The CNBC investigation found:

“Shipping carriers rejected U.S. agricultural export containers worth hundreds of millions of dollars during October and November, instead sending empty containers to China to be filled with more profitable Chinese exports.”

“Carriers rejected an estimated 177,938 containers known as TEUs (20-foot equivalent units) in October and November, according to the analysis of data compiled from the Census Bureau and the ports of Los Angeles, Long Beach, California, and New York and New Jersey.”

“According to port trade data, the total export container deficit for the ports of Long Beach and Los Angeles was 136,392 TEUs. An estimated 41,546 TEUs were denied out of the Port of New York and New Jersey. The total value lost export trade from those ports is $632 million.”

The Globe spoke with Aubrey Bettencourt of the Almond Alliance, who joined the alliance December 2021 in the middle of the crisis. “The 2020 almond crop ran long, so the pain of not having the 2021 crop hasn’t been felt yet,” she said. “But the global demand of almonds is huge.”

Bettencourt explained that for the retail side – the middle purveyor – they don’t care. “They will replace almonds on the store shelves with another snack.” So unless almonds are a part of a product, like Almond Milk, or almond flour, not everyone will experience the loss.

There are two other regions which grow almonds – Spain and Australia, Bettencourt said. And Australia is a major supplier to markets in the Asia-Pacific region, and has a free-trade agreement with China. Bettencourt said our second largest almond market is Germany, but Spain as a grower could supply the Germans.

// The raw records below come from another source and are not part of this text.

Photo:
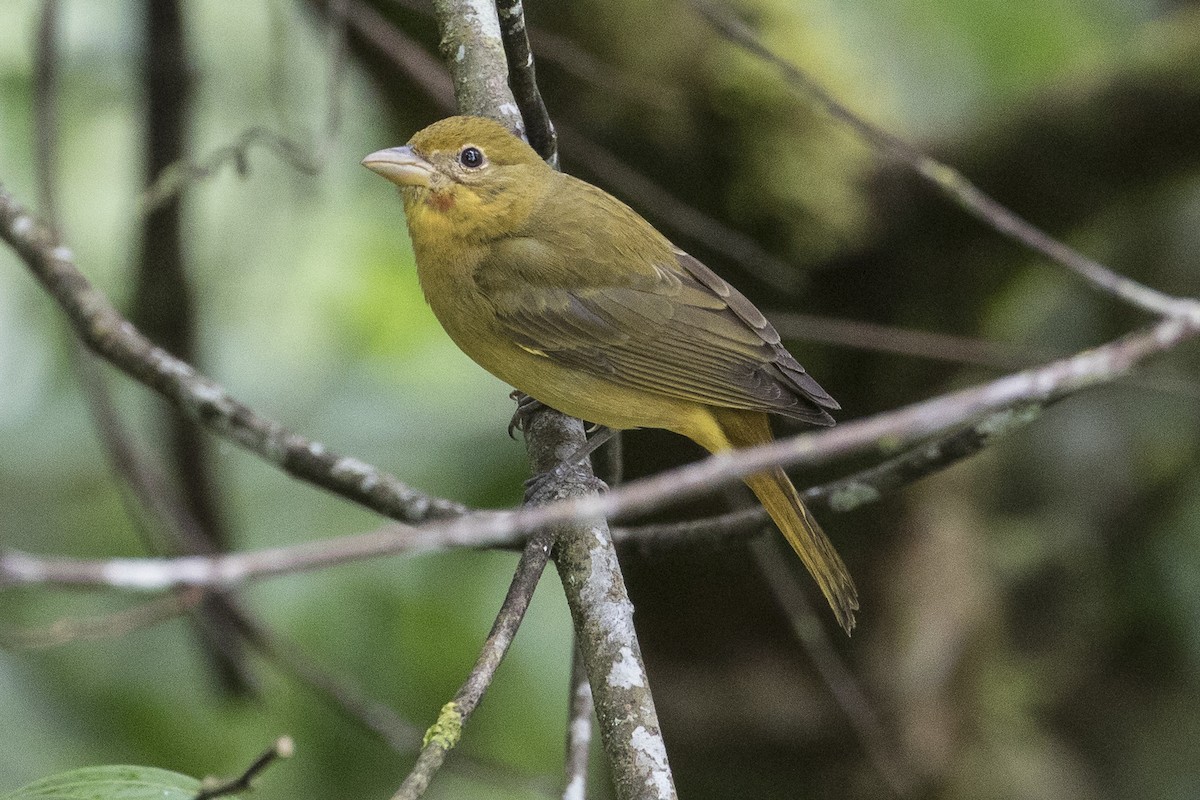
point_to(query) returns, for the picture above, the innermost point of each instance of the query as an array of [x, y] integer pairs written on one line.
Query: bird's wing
[[675, 329]]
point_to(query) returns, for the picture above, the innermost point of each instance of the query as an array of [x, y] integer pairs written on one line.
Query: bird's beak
[[401, 166]]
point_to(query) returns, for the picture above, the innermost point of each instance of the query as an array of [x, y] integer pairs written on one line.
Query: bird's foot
[[527, 405]]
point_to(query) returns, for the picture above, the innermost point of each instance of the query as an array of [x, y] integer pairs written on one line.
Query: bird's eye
[[471, 157]]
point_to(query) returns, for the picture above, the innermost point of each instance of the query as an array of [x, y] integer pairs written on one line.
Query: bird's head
[[465, 178]]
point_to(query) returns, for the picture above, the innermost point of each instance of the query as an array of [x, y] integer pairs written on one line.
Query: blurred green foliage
[[1031, 625]]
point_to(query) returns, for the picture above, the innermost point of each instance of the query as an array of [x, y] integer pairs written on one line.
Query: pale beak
[[401, 166]]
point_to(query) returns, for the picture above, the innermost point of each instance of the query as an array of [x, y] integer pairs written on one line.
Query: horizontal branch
[[948, 180], [113, 337], [988, 410]]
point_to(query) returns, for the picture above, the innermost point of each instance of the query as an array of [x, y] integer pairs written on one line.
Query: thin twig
[[837, 675], [180, 174], [523, 80], [91, 629], [676, 215], [113, 337], [949, 181], [283, 747], [579, 731], [46, 110], [991, 408], [583, 552], [403, 52], [401, 735], [445, 733]]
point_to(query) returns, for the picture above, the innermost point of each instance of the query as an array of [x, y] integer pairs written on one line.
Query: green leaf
[[111, 783]]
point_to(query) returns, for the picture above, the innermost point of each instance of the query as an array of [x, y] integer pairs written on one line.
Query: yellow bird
[[565, 293]]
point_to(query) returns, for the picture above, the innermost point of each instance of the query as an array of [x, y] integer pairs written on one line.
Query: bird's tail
[[799, 528]]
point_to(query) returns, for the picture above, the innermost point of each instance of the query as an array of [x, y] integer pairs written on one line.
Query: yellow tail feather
[[802, 531], [720, 429]]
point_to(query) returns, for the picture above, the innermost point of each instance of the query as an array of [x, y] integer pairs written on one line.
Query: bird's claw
[[526, 407]]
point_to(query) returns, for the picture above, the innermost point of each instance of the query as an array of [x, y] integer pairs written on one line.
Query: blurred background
[[1031, 618]]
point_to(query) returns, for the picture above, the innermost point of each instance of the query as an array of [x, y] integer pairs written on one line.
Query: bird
[[565, 293]]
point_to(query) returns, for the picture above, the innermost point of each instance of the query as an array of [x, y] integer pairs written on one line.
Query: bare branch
[[70, 629], [113, 337], [841, 683], [473, 49], [579, 731], [949, 181], [988, 410], [283, 747], [445, 733], [675, 214], [523, 80], [583, 551]]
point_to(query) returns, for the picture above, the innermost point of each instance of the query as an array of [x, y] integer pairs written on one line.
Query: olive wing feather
[[675, 329]]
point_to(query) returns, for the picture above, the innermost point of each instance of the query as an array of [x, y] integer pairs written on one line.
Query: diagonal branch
[[987, 410], [583, 552], [949, 181], [111, 336], [445, 733], [523, 80]]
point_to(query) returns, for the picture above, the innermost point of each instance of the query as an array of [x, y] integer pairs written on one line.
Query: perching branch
[[988, 410], [583, 551], [579, 732], [111, 336]]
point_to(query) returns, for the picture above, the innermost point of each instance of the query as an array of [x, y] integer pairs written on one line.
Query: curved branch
[[987, 410]]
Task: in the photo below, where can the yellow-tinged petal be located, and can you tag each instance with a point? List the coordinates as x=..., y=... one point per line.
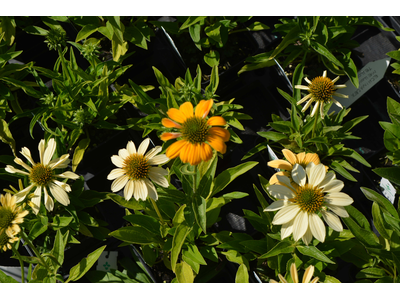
x=187, y=109
x=203, y=108
x=216, y=121
x=290, y=156
x=170, y=124
x=174, y=150
x=176, y=115
x=220, y=132
x=217, y=143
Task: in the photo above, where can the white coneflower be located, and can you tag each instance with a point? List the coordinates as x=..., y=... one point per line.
x=42, y=176
x=321, y=89
x=313, y=191
x=135, y=169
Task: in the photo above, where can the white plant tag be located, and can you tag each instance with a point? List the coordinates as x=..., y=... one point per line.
x=368, y=76
x=107, y=261
x=388, y=189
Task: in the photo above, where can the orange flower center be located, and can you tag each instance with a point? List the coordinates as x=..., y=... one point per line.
x=321, y=88
x=309, y=198
x=136, y=167
x=41, y=175
x=195, y=130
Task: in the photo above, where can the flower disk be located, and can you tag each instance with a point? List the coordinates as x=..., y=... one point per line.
x=136, y=167
x=322, y=89
x=310, y=199
x=41, y=175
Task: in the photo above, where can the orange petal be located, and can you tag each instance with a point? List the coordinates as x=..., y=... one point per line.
x=290, y=156
x=280, y=164
x=176, y=115
x=166, y=136
x=216, y=121
x=174, y=150
x=203, y=108
x=205, y=152
x=169, y=123
x=217, y=143
x=220, y=132
x=187, y=109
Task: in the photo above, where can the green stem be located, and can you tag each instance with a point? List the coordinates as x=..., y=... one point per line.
x=21, y=262
x=38, y=255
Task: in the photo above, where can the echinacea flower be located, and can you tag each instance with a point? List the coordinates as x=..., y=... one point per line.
x=135, y=168
x=198, y=135
x=321, y=89
x=295, y=277
x=42, y=176
x=11, y=215
x=314, y=191
x=6, y=241
x=302, y=159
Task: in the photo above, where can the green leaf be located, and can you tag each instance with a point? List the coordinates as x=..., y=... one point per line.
x=84, y=265
x=177, y=242
x=314, y=252
x=230, y=174
x=184, y=273
x=242, y=274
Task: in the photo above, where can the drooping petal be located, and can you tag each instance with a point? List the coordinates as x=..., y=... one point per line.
x=187, y=109
x=49, y=151
x=300, y=224
x=119, y=183
x=216, y=121
x=220, y=132
x=277, y=205
x=332, y=220
x=143, y=146
x=286, y=214
x=317, y=227
x=280, y=164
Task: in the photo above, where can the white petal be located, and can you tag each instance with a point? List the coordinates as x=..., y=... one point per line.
x=307, y=237
x=158, y=160
x=37, y=195
x=152, y=152
x=339, y=199
x=49, y=151
x=118, y=161
x=339, y=210
x=281, y=192
x=317, y=174
x=48, y=201
x=143, y=146
x=300, y=225
x=299, y=175
x=119, y=183
x=27, y=153
x=131, y=148
x=287, y=229
x=286, y=214
x=332, y=220
x=115, y=173
x=151, y=189
x=317, y=227
x=123, y=153
x=128, y=190
x=59, y=194
x=157, y=174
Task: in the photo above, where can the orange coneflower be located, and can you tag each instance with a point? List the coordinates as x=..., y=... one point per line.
x=197, y=134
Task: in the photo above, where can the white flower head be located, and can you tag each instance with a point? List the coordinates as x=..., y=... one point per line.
x=313, y=192
x=136, y=168
x=42, y=177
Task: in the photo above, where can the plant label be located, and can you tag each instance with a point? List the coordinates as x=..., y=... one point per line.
x=107, y=261
x=368, y=76
x=388, y=189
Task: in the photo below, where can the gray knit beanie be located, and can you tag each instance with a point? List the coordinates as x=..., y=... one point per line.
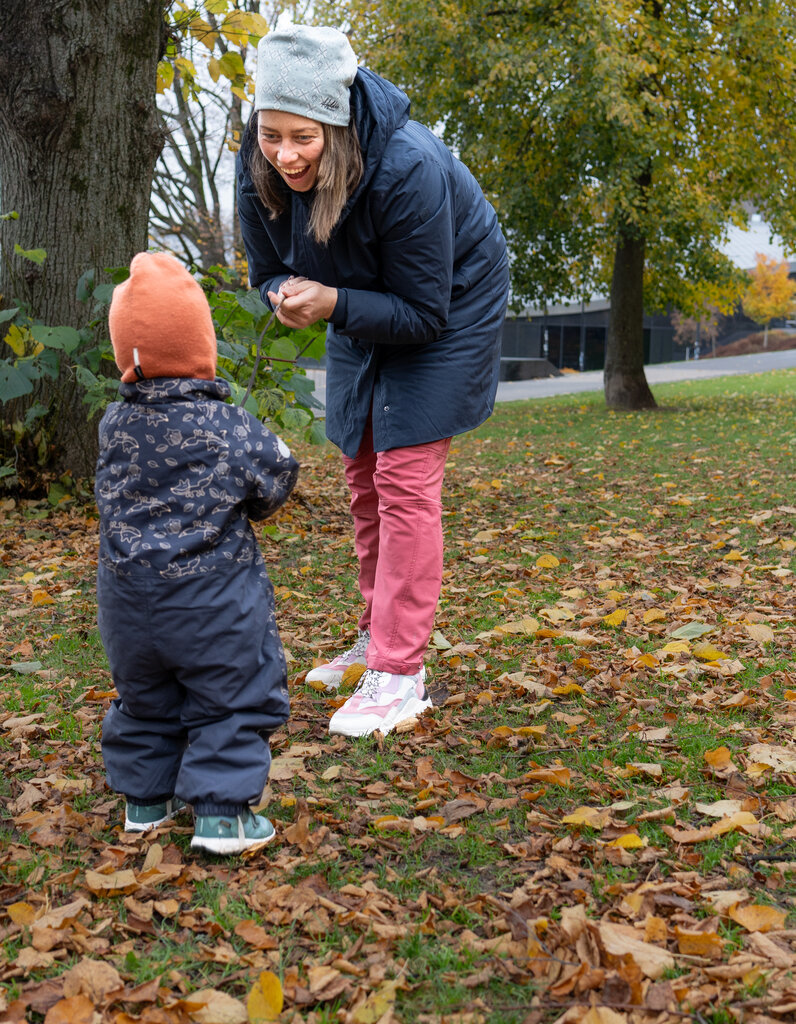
x=306, y=71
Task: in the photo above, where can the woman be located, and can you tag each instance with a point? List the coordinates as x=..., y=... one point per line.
x=354, y=214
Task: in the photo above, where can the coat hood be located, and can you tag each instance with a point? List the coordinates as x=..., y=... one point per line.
x=378, y=109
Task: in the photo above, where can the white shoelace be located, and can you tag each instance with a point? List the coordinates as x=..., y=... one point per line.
x=361, y=646
x=370, y=684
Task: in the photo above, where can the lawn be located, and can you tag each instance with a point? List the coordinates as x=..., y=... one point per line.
x=596, y=823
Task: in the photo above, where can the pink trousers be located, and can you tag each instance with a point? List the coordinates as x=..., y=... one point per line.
x=396, y=508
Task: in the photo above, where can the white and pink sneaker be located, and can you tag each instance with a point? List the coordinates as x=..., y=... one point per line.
x=379, y=702
x=331, y=675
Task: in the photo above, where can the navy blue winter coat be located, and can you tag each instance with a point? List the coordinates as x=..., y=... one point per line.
x=421, y=269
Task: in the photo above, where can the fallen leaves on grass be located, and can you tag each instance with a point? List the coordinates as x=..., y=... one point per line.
x=579, y=828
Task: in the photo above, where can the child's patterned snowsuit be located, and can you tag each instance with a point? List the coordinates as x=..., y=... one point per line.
x=185, y=605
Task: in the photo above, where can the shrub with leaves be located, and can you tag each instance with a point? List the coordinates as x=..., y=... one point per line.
x=252, y=350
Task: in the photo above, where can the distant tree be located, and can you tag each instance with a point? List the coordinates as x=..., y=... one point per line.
x=698, y=330
x=771, y=294
x=204, y=84
x=618, y=139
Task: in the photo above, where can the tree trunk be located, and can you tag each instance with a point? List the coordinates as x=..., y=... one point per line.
x=79, y=136
x=624, y=382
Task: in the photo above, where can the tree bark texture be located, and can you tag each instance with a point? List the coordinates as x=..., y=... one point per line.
x=624, y=382
x=79, y=136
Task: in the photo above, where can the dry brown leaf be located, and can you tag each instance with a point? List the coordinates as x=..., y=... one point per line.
x=96, y=979
x=75, y=1010
x=758, y=918
x=210, y=1006
x=696, y=943
x=620, y=941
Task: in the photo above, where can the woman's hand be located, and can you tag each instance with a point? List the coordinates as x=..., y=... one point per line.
x=303, y=301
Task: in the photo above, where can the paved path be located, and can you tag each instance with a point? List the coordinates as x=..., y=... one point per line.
x=659, y=373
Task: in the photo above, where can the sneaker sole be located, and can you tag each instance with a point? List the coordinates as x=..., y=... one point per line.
x=359, y=725
x=228, y=845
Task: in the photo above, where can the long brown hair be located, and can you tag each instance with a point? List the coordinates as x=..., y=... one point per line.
x=339, y=171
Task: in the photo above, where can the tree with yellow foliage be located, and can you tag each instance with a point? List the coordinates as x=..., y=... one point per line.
x=618, y=140
x=771, y=294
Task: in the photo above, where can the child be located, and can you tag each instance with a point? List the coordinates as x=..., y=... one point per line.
x=185, y=607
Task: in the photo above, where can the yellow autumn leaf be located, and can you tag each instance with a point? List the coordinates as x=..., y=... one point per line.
x=115, y=884
x=759, y=632
x=557, y=614
x=719, y=758
x=22, y=913
x=630, y=841
x=527, y=626
x=352, y=674
x=675, y=647
x=707, y=652
x=743, y=820
x=594, y=817
x=265, y=998
x=567, y=689
x=554, y=775
x=376, y=1006
x=758, y=918
x=693, y=943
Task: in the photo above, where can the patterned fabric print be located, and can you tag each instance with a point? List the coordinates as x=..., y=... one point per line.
x=179, y=475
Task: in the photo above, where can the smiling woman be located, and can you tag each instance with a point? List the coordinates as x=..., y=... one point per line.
x=352, y=213
x=293, y=144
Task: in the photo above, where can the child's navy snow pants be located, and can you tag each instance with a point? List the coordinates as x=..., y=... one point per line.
x=202, y=683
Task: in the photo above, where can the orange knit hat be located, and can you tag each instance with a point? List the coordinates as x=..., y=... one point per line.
x=160, y=322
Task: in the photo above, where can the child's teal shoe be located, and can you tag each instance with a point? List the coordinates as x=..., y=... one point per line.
x=141, y=817
x=231, y=834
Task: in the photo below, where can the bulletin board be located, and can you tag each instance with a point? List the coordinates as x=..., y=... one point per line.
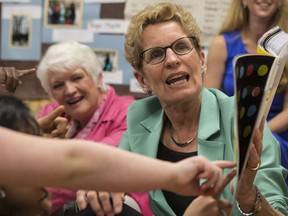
x=102, y=27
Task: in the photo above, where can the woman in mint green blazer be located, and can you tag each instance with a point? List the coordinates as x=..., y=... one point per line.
x=183, y=119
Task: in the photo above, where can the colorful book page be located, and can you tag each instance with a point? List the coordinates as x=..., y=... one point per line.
x=251, y=74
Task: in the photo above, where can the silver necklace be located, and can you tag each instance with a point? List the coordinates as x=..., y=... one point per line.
x=182, y=144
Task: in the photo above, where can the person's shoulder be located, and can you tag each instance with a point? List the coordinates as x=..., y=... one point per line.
x=220, y=96
x=47, y=108
x=145, y=106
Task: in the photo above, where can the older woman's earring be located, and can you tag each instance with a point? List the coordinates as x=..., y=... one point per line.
x=149, y=92
x=2, y=194
x=203, y=74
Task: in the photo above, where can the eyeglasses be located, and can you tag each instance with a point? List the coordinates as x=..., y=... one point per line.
x=156, y=55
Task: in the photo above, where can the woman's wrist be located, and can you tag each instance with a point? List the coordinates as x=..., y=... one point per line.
x=253, y=207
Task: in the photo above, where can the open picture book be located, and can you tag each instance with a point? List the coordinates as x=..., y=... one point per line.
x=256, y=78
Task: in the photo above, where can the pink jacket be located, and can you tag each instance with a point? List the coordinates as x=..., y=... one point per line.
x=108, y=130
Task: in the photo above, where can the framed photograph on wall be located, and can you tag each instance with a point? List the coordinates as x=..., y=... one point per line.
x=63, y=13
x=20, y=33
x=108, y=59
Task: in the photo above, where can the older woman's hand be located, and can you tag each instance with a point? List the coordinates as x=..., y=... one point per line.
x=102, y=203
x=53, y=125
x=10, y=77
x=247, y=195
x=211, y=204
x=192, y=169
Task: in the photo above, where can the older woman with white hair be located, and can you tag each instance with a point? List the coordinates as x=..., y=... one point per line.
x=71, y=74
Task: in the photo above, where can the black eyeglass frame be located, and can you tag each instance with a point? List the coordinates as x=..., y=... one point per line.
x=194, y=41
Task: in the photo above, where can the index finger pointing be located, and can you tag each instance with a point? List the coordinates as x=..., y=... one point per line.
x=56, y=113
x=26, y=72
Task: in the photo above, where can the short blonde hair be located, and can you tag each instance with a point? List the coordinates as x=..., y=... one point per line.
x=237, y=19
x=158, y=13
x=68, y=56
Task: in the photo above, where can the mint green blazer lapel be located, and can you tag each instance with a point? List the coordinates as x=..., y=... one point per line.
x=147, y=141
x=209, y=125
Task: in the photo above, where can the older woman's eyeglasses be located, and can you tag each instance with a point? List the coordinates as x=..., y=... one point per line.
x=156, y=55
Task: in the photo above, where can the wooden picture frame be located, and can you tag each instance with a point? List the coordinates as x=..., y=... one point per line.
x=63, y=13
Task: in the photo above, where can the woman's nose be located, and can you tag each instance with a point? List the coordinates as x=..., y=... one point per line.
x=69, y=88
x=171, y=57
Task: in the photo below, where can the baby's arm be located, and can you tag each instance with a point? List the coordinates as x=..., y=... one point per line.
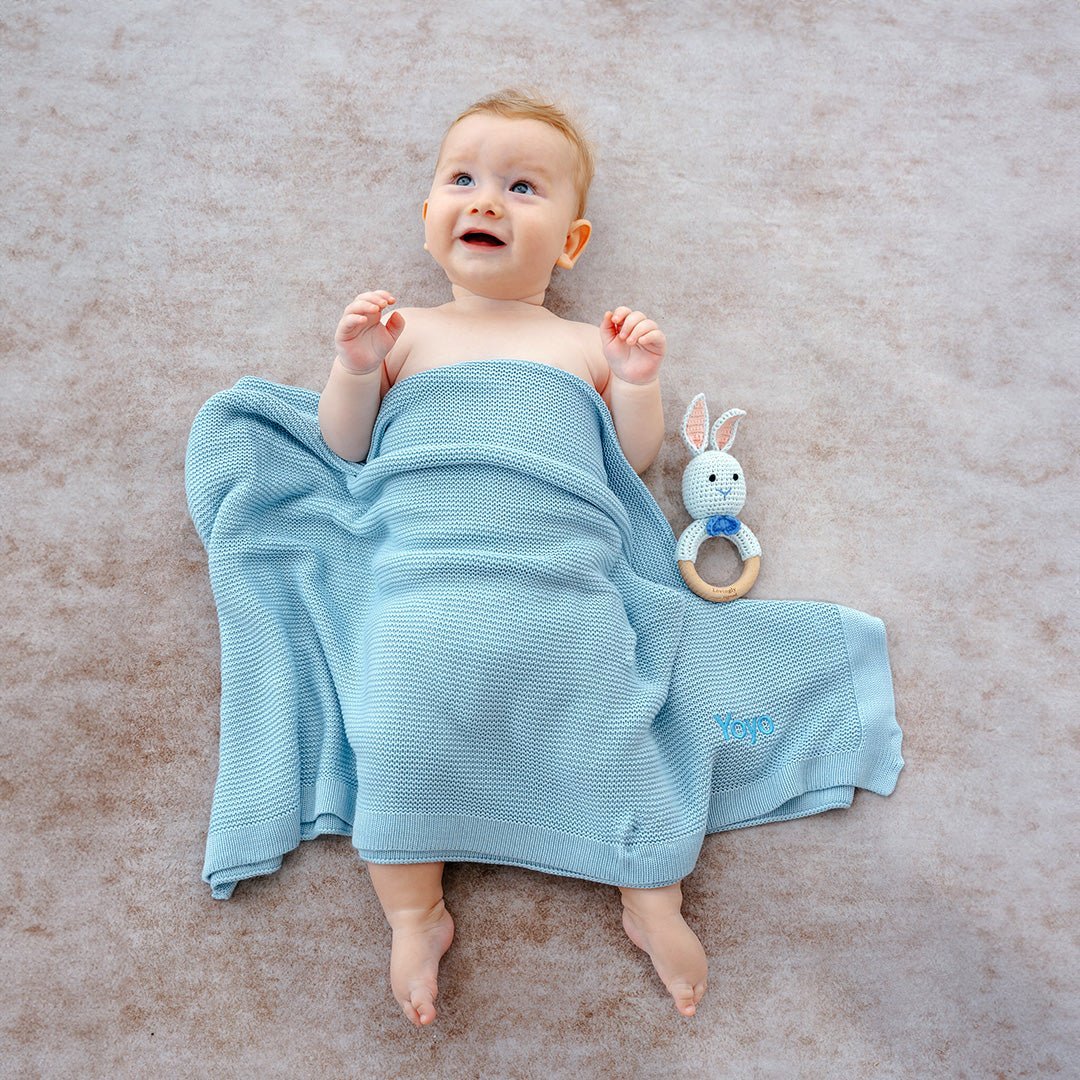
x=634, y=349
x=350, y=401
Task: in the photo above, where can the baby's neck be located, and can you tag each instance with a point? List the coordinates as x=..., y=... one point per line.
x=474, y=304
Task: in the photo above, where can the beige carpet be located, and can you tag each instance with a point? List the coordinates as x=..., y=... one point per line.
x=856, y=221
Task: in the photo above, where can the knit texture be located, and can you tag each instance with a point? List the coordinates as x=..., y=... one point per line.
x=476, y=646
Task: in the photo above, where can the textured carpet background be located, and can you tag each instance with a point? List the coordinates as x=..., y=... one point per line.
x=856, y=221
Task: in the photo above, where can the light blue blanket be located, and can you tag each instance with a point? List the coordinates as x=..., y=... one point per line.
x=476, y=645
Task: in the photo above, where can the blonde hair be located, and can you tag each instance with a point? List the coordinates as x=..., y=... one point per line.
x=528, y=105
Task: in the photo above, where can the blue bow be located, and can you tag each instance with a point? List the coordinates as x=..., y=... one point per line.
x=723, y=525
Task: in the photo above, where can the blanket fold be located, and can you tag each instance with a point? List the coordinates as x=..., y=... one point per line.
x=476, y=645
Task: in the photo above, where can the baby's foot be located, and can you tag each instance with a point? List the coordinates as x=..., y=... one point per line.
x=675, y=952
x=417, y=947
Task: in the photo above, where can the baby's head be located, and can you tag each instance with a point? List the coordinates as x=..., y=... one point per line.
x=517, y=105
x=505, y=202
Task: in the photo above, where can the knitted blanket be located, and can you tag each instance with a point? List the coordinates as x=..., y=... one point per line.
x=476, y=645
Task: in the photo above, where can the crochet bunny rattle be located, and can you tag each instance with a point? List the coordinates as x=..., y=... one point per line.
x=714, y=490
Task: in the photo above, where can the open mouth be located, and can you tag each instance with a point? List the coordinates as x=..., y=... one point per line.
x=482, y=240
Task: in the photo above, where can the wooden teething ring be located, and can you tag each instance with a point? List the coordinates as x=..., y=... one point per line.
x=720, y=593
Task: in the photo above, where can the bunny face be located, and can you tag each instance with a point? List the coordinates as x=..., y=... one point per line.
x=713, y=483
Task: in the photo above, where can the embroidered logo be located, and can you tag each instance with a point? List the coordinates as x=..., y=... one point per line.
x=731, y=729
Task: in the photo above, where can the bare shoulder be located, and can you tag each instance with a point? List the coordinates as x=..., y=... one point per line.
x=416, y=320
x=592, y=347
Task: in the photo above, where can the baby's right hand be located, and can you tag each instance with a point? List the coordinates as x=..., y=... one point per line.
x=362, y=339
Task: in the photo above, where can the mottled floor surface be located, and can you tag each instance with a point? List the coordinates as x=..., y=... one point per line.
x=856, y=221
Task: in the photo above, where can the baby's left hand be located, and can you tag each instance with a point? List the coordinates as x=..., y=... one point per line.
x=634, y=346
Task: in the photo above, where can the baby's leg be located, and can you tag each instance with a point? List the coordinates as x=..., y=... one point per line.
x=412, y=899
x=652, y=919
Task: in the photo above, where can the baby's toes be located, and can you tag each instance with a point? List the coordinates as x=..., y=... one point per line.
x=686, y=997
x=419, y=1008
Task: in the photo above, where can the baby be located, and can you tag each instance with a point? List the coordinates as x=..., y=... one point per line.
x=504, y=208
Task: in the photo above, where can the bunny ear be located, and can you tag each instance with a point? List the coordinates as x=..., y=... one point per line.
x=724, y=430
x=696, y=424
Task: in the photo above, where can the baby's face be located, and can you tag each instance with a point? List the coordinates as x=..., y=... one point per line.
x=514, y=180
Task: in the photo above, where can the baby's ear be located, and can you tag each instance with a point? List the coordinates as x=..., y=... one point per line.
x=577, y=237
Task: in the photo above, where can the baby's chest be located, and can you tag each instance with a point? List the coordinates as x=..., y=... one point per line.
x=442, y=342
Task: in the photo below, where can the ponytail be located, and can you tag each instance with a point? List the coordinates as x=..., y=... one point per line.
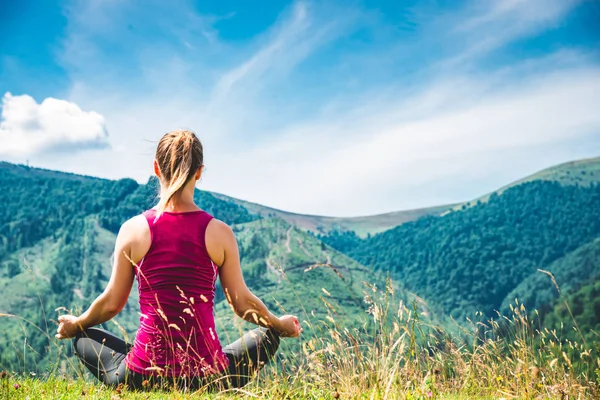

California’s Congressional Delegation is working on this, especially after realizing the $2.1 billion loss of agriculture revenue in California because of this shipping crisis, Bettencourt said. And that means no tax revenue to the state on the $2.1 billion. The shipping and port crisis “has been almost one year to date. Last February/March 2021 was the last normal period at our ports,” Bettencourt added.

U.S. Senator John Thune (R-ND) and Rep. John Garamendi (D-CA) have bipartisan legislation addressing this crisis, but do California growers and ranchers have the time it takes to get legislation passed and into practice, even if Congress is moving fast?

And what happens if almond, walnut, citrus growers, and meat and dairy producers don’t deliver the contracted products? Everyone involved wants to know this answer.

Ironically, next week, trans-Pacific and global container shipping and logistics companies gather at a conference in Long Beach, California, billed as “The must-attend conference for the trans-Pacific and global container shipping and logistics community.” The cost to attend the conference varies between $895 up to $3,345, which does not include golf at Pelican Hill Newport Beach.